FORT MYERS, FLA. – Garvin Alston has a brown leather notebook cover that is stuffed with notes on pitchers and pitches.
“This baby has been with me since 2012,” the new Twins pitching coach said Monday.
Pages, in different colors, stick out of the sides. When Alston holds it, he looks like a disorganized student who’s late for an exam.
Fellow Twins coach Jeff Pickler makes fun of it. “You know,” Pickler said to Alston, “we have databases for all this.”
Alston, 46, likes writing things down and diving into the book. That’s what works for him. And that’s the mantra he is going by in his first season as a major league pitching coach, with Twins pitchers and catchers reporting to camp Tuesday.
Alston is going to help each of the pitchers realize what works for them, then use that knowledge to try to shut down hitters.
“Hopefully these guys are open to it,” he said. “You can have the best information that you can, but if they are not open to receiving it, it means absolutely nothing.”
They should be. The Twins were 19th in the majors last season with a 4.59 ERA, 24th with 62 quality starts (at least six innings pitched, three or fewer runs) and 26th with a .266 batting average against. They have been unable to upgrade the starting rotation, and staff ace Ervin Santana is expected to miss up to the first month of the season following middle finger surgery.
Alston was hired Oct. 22, replacing the fired Neil Allen. Since then, Alston has learned about as many of his new pitchers as possible by swapping texts, having phone conversations and watching film. Last month’s TwinsFest enabled him to meet many for the first time and open a dialogue.
“I was watching film an hour, hour and a half a day, on different guys,” said Alston, who was the Oakland bullpen coach last season. “I tried to set it up to where it was two guys a day and just look for different things I’ve been taught, and write little notes down here.”
He surfs through social media to see what his players are up to. He was asked if he saw the workout video of Jose Berrios that was posted on Twitter — the one of the young rising star pushing a truck.
“I’ll just say this,” Alston said with a chuckle. “I’ve seen video of him pushing trucks. I’ve seen video of him throwing bullpens too early, when I had to pick up the phone and give him a call.
“He’s going to be fine. He’s just an eager bull, ready to take the horns and go to work.”
He has spoken to reliever Ryan Pressly, who had a 4.70 ERA last year and gave up a career-high 10 home runs. Pressly can throw a fastball 95 miles per hour and has a good breaking ball, but he was unable to put it all together in 2017.

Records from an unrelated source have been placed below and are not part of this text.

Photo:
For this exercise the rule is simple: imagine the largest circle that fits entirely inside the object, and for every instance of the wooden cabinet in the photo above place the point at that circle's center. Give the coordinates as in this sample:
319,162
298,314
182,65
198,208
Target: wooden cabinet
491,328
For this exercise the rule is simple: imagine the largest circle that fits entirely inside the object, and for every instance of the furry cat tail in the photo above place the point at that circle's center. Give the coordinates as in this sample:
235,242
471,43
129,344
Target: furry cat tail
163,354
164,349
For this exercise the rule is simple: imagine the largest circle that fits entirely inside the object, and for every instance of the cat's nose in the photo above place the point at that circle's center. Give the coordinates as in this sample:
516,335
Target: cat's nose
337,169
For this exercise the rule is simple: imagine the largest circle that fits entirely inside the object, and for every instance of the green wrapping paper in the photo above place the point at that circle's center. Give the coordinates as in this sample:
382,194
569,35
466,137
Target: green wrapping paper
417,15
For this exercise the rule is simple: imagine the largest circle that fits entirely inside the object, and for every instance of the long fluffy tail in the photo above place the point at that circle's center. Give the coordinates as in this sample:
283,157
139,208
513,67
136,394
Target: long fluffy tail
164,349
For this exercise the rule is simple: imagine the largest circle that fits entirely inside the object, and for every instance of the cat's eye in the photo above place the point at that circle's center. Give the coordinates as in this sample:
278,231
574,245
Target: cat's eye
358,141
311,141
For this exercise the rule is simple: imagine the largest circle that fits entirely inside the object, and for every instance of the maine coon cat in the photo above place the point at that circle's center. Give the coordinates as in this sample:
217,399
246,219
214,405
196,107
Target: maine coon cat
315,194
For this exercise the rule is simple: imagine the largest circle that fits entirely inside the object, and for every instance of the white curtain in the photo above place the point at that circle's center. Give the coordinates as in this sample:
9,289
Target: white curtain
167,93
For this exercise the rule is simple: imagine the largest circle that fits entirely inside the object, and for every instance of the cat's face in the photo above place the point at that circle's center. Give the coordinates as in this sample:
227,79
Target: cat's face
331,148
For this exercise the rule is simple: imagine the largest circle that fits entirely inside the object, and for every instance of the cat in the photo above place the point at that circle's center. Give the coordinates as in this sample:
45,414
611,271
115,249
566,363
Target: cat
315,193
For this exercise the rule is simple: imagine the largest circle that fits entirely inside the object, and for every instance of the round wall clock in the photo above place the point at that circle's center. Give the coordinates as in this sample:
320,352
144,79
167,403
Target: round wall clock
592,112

“I hope he understands that he has to use his fastball, but it’s the question of how much he needs to use his fastball,” Alston said. “I think the experience he went through last year can only help him this year.”

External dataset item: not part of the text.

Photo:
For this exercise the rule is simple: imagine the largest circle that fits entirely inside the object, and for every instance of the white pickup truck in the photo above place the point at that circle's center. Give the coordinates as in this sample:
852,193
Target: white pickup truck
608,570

Pressly sounded excited as he talked about what Alston suggested.
“I’m all ears,” Pressly said.
Last month, Alston even met with fellow Phoenix-area resident Aaron Slegers to watch the 6-foot-10 righthander throw and offer some pointers on mechanics. Slegers throws across his body at times, making it hard to spot his fastball.
“He had some good things to say and gave me some stuff to work on,” Slegers said. “I’ve got long limbs, and keeping that toward the plate is important. Straight line to home plate. I’m constantly battling that.”

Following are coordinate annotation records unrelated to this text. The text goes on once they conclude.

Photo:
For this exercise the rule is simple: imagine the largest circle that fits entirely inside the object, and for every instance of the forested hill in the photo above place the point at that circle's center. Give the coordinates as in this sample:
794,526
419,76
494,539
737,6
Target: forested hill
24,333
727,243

Monday, Alston stood behind Phil Hughes as the veteran righthander threw in the bullpen at Hammond Stadium. Hughes is trying to revive a career that has been derailed in each of the past two seasons by surgery to correct thoracic outlet syndrome. The two discussed mechanics and possibly changing where he stands on the pitching rubber, but Alston stressed that Hughes has to be comfortable with any change for it to work.
Alston is learning what he has to work with. In turn, he wants pitchers to discover what works for them — then he can help build a competitive staff.
“You will hear me say this a lot — ‘Who are you?’ ” he said. “I try to identify every person so they can understand who they are. Once they figure that out, my job is to guide them. But they have to understand what they can do and what they can’t do.
“ ‘I don’t know who I am’ is actually a normal answer.”